Please Wait
7123
Kepemilikan hadiah dan buah tangan yang diberikan kepada anak pada saat perayaan hari ulang tahun tergantung pada niat orang yang memberikan hadiah tersebut. Apabila niatnya hadiah untuk ayah atau ibunya maka mereka yang akan menjadi pemilik hadiah tersebut. Apabila niatnya hadiah untuk anak maka anak yang akan menjadi pemilik hadiah tersebut. Dalam hal ini, ayah dan ibu tidak dapat menguasai harta anaknya, kecuali keduanya sangat membutuhkan (harta tersebut).[1]
Akan tetapi ayah, karena merupakan wali anak dan bayinya, ia dapat memanfaatkan harta anaknya dengan syarat pemanfaatannya dilakukan untuk kemaslahatan anaknya. Misalnya dengan harta itu, ia melakukan perniagaan yang tidak merugikan anak atau bermitra dengannya atau melakukan usaha bagi hasil dengannya.
Jawaban kantor-kantor para marja agung terkait dengan pertanyaan yang disebutkan adalah sebagai berikut:
Kantor Ayatullah Agung Khamenei (Mudda Zhilluhu al-‘Ali):
Mengikut pada niat dan maksud orang yang memberikan hadiah.
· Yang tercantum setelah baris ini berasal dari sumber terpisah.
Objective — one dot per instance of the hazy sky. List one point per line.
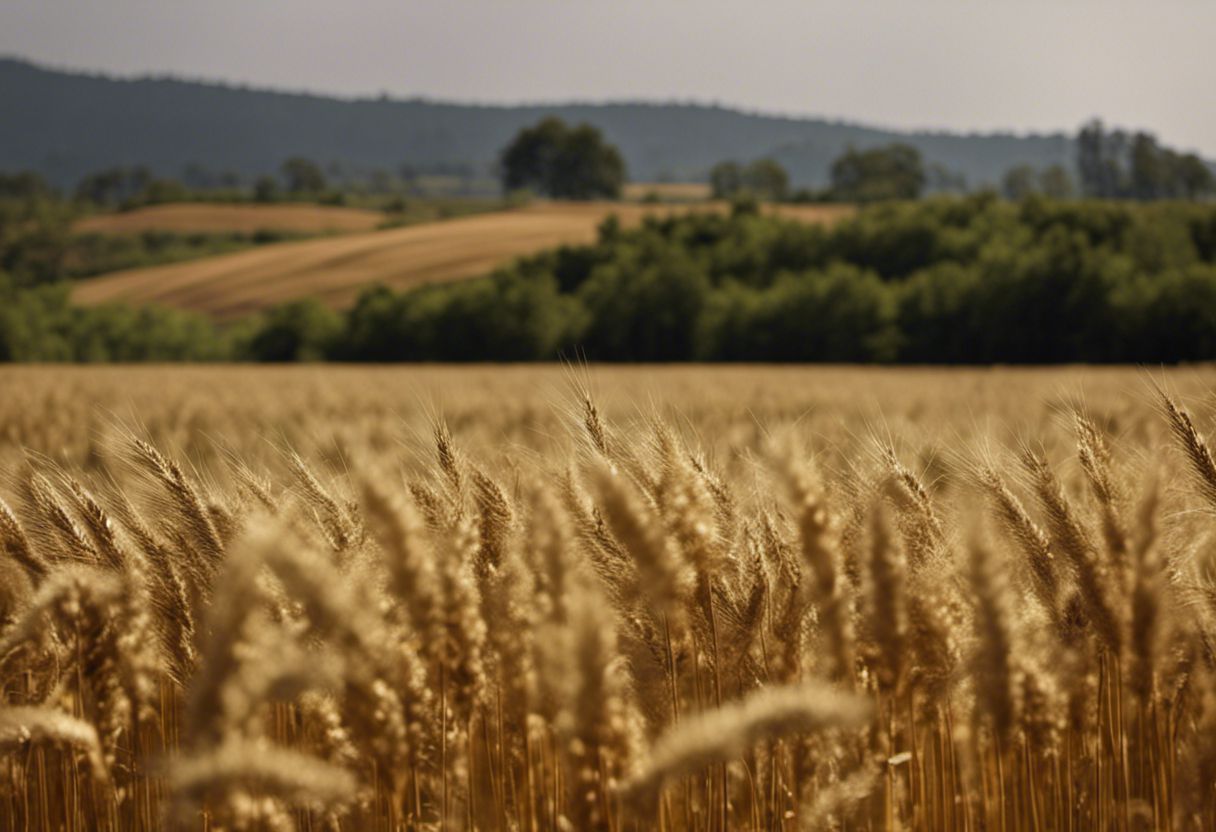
(1023, 65)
Siapa pun yang diniatkan maka hadiah tersebut untuknya.
Kantor Ayatullah Agung Makarim Syirazi (Mudda Zhilluhu al-‘Ali):
(Hadiah tersebut) adalah milik kedua orang tua. Apabila kerabat ayah yang memberikan hadiah maka hadiah tersebut adalah untuk ayah dan apabila kerabat ibu yang memberikan hadiah maka hadiah tersebut adalah untuk ibu.
Kantor Ayatullah Agung Shafi Gulpaigani (Mudda Zhilluhu al-‘Ali):
Nampaknya (secara lahir) hadiah tersebut adalah untuk ayah dan ibu.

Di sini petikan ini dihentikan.